Daynette is one of the most incredibly engaging and thoughtful ministers I have ever encountered. She is a gifted preacher and teacher who parses the life of the text alongside the life of the listener. She is passionate about her calling and has thoughtfully incorporated all of her previous life experiences into her intent for crossing all boundaries and borders in order to share the Gospel of Jesus Christ. Perhaps her greatest Kingdom gift is her innate ability to offer full and meaningful presence to all she serves. When you are with her, she gives you her full and undivided care and attention. I am honored to call her my student, colleague, and friend.
Danny M. West, Ph.D.
School of Divinity, Gardner-Webb University
Professor of Preaching and Pastoral Studies
Director, Doctor of Ministry program
East Belmont Baptist was blessed to have Daynette come and minister through the preaching of God’s word. She drove many miles to be with us and that alone shows her servant heart. Her message was engaging and personal and spoke to the head as well as the heart. Daynette is a delightful minister of the gospel whose love for God is evident in her love for others.
Pastor Jeff Taylor
East Belmont Baptist Church
Rev. Snead is a dynamic preacher, teacher, cultural critic, and expert in the intersection of Christian discourse woven in social relevance. I have witnessed her preach and teach in several contexts and her gifts place her in a realm that few realize. Her work in communal inclusion crosses every barrier imaginable. In so doing, she bridges the divide within the human condition in her ministry work and God is glorified.
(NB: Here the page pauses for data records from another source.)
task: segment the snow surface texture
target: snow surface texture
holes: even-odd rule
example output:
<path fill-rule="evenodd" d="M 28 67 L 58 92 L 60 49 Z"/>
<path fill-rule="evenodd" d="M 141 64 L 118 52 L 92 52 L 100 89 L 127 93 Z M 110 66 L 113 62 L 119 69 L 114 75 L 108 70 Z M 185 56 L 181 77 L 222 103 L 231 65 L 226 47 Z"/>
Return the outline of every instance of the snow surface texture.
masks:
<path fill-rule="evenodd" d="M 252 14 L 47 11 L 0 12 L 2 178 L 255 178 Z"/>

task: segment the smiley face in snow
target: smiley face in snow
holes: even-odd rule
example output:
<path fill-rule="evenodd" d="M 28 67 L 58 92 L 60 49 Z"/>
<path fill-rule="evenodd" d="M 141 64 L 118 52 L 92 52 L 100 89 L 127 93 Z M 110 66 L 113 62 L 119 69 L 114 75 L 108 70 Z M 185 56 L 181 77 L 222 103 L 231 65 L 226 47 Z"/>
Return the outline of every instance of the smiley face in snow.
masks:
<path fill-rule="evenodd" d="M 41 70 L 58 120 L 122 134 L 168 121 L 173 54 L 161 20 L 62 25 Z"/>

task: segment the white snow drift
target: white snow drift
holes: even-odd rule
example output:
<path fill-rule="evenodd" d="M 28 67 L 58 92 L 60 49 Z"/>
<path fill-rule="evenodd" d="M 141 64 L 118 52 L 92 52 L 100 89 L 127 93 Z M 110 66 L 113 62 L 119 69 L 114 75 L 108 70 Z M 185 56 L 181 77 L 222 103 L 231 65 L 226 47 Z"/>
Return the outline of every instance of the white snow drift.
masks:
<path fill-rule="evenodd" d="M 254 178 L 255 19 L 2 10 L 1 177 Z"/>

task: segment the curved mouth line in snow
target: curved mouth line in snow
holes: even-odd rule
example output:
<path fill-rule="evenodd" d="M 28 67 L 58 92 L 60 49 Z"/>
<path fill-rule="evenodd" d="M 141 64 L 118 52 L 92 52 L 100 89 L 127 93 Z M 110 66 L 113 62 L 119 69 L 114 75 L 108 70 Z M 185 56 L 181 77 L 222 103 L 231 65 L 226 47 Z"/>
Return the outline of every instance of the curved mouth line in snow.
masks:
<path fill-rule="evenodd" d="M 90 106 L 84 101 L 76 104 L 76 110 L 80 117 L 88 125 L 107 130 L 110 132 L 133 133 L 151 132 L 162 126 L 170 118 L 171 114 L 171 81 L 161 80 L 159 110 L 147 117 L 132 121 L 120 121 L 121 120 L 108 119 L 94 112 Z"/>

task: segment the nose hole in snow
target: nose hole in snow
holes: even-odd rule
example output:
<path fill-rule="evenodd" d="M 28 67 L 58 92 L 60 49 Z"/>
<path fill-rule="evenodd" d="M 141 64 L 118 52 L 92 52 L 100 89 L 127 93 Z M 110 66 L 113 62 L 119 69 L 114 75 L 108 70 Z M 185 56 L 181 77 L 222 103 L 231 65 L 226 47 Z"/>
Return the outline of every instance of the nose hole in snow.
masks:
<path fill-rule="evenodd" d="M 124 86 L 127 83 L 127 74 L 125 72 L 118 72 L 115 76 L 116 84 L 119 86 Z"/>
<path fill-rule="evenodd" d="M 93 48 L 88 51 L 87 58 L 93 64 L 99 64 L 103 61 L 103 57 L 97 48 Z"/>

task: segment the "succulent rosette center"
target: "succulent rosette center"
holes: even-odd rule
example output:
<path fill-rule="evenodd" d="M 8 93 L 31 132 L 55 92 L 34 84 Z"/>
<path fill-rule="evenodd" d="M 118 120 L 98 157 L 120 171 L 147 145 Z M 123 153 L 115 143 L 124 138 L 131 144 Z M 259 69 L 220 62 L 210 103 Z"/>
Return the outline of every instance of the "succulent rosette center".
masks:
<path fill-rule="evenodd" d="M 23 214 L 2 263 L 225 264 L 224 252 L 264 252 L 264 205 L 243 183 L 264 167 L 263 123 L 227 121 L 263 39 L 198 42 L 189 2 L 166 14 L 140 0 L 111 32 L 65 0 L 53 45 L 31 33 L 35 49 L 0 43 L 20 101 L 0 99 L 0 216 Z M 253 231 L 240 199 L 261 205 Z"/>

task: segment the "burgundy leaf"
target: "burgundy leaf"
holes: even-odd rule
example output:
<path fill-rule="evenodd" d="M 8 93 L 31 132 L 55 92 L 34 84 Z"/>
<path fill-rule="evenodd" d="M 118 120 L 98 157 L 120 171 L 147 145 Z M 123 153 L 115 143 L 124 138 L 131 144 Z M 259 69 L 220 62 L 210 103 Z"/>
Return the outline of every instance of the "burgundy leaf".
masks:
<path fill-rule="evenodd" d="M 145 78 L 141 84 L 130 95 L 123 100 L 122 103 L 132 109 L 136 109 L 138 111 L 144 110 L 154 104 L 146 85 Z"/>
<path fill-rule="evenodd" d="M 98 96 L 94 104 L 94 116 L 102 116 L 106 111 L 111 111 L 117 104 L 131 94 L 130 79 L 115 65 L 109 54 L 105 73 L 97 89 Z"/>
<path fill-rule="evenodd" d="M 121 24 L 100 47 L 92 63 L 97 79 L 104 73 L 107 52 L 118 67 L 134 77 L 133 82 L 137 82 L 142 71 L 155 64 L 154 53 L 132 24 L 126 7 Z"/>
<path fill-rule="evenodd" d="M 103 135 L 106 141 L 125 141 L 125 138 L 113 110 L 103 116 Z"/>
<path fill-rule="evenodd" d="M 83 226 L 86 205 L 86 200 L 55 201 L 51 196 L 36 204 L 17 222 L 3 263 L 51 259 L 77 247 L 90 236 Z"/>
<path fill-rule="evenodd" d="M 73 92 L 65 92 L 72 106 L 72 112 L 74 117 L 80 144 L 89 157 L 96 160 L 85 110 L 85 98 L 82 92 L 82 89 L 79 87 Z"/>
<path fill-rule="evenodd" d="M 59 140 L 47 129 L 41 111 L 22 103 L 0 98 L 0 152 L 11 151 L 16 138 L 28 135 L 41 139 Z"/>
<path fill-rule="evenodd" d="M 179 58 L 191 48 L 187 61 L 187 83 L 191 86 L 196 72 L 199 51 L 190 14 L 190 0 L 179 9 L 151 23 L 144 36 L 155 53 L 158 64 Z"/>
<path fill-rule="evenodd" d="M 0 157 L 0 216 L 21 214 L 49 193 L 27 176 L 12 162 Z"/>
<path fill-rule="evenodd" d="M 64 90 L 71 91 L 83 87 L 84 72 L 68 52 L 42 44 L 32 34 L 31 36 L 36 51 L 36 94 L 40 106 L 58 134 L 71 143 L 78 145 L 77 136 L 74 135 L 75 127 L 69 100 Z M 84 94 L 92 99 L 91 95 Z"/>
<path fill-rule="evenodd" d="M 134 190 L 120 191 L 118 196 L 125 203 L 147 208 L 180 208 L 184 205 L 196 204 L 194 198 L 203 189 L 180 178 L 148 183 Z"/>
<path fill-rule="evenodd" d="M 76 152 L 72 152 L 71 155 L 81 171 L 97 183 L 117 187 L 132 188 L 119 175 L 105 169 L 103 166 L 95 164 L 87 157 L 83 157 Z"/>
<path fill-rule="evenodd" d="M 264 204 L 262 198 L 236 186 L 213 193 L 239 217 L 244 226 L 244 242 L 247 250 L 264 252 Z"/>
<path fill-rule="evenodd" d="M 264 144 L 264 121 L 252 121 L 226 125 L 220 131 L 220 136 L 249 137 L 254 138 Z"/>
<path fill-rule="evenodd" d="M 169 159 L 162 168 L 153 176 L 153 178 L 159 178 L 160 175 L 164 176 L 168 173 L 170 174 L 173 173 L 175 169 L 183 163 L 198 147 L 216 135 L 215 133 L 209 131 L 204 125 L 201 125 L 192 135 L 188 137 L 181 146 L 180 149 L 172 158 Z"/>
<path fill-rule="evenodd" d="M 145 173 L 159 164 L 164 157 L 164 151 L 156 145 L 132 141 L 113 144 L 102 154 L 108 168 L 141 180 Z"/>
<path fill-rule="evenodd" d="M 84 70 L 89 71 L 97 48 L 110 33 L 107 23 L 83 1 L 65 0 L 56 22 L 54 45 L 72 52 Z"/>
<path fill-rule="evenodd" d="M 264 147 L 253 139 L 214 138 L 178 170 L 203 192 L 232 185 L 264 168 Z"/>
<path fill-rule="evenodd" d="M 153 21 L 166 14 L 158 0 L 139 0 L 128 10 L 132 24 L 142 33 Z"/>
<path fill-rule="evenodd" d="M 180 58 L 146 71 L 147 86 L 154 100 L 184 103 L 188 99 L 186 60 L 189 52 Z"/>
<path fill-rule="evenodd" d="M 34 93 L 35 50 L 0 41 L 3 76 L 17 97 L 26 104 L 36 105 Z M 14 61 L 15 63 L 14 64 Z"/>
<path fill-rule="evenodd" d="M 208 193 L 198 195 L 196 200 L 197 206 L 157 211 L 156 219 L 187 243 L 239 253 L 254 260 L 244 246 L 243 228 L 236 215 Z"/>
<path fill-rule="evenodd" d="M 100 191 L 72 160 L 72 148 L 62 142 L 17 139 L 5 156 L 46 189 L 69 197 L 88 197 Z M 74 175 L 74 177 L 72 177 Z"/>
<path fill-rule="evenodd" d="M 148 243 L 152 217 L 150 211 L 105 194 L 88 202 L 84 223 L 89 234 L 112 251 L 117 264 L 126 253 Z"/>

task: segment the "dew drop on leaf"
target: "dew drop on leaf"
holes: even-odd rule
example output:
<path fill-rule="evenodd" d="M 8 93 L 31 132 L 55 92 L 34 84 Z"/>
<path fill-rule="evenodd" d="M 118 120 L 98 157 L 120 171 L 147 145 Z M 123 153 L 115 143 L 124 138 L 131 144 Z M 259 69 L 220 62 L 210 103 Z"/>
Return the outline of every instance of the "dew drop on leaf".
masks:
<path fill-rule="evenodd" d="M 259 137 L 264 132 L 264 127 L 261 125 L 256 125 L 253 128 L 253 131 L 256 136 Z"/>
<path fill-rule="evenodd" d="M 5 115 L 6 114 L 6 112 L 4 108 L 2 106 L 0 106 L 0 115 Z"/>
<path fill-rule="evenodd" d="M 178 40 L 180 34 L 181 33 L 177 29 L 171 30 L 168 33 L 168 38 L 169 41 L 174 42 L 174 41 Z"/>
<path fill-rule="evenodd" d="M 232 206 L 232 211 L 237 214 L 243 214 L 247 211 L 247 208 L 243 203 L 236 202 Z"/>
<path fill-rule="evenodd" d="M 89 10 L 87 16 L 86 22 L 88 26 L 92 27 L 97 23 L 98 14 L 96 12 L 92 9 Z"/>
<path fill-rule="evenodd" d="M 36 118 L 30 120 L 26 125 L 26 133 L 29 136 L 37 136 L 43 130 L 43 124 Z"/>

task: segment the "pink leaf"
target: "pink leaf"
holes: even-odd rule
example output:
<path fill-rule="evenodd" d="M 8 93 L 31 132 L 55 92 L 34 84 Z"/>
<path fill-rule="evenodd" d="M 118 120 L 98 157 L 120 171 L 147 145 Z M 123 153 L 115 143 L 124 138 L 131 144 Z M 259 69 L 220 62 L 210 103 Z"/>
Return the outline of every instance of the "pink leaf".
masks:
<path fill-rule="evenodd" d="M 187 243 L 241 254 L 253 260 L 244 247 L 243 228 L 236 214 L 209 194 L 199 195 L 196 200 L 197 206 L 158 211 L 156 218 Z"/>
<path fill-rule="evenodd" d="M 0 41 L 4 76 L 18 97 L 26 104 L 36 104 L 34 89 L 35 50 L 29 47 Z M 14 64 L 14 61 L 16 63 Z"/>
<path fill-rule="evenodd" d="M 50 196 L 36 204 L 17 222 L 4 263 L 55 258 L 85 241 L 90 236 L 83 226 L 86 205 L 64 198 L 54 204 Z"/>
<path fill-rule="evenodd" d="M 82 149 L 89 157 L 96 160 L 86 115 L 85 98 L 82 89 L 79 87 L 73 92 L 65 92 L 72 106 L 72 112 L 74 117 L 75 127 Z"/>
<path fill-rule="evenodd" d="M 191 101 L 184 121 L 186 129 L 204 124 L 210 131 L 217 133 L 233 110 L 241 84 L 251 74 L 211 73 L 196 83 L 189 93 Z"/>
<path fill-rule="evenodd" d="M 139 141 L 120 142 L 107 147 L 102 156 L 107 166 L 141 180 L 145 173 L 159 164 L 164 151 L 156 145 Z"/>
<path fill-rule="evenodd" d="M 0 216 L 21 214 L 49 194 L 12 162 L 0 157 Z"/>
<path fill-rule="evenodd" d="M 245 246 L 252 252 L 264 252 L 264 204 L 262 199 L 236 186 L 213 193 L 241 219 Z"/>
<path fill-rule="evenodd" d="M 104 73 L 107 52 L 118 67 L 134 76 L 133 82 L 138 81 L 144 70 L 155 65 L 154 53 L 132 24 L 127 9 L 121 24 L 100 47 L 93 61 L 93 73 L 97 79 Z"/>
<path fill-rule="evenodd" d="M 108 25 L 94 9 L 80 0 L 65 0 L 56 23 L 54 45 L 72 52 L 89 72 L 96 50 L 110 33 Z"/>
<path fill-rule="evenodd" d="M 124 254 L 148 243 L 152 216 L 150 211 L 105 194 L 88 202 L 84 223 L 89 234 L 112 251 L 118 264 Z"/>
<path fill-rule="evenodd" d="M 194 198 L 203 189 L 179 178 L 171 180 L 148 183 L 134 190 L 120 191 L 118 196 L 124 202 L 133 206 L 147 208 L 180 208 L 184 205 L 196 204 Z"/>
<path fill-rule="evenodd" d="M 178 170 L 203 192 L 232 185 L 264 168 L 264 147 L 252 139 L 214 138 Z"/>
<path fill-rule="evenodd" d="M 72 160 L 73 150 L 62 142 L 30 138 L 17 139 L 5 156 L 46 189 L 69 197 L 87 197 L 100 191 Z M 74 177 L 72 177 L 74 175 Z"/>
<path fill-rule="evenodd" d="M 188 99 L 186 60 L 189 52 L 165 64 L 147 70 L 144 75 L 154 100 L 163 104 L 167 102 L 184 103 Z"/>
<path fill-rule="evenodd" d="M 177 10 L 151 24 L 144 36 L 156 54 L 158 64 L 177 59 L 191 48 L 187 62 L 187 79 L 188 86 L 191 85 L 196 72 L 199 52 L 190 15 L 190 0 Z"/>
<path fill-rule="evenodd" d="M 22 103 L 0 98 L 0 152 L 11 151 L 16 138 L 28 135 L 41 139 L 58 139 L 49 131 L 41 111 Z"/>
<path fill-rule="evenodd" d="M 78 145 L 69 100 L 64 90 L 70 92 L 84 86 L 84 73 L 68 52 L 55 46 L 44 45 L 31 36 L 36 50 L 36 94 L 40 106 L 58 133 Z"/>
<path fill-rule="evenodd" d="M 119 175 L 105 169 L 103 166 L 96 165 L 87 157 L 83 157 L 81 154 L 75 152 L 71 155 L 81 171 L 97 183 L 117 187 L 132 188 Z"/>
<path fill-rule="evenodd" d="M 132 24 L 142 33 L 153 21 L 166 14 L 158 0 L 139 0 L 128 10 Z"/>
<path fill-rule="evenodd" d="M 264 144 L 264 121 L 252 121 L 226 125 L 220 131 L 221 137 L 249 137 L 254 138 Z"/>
I stand in awe at her ministry gifts and her cultural sensitivity to build humankind.
Rev. Thomas L. Barksdale II
Daynette Snead captivated the roomful of 70 business women and community leaders of the Coastal Women’s Forum for our January luncheon. Daynette explained that by keeping an open mind and a welcoming heart you will build a better life for yourself and others. She energized the room, provided thoughtful examples, and compelled us to start the New Year with a fresh attitude ready to see the opportunity in the new people and situations we encounter.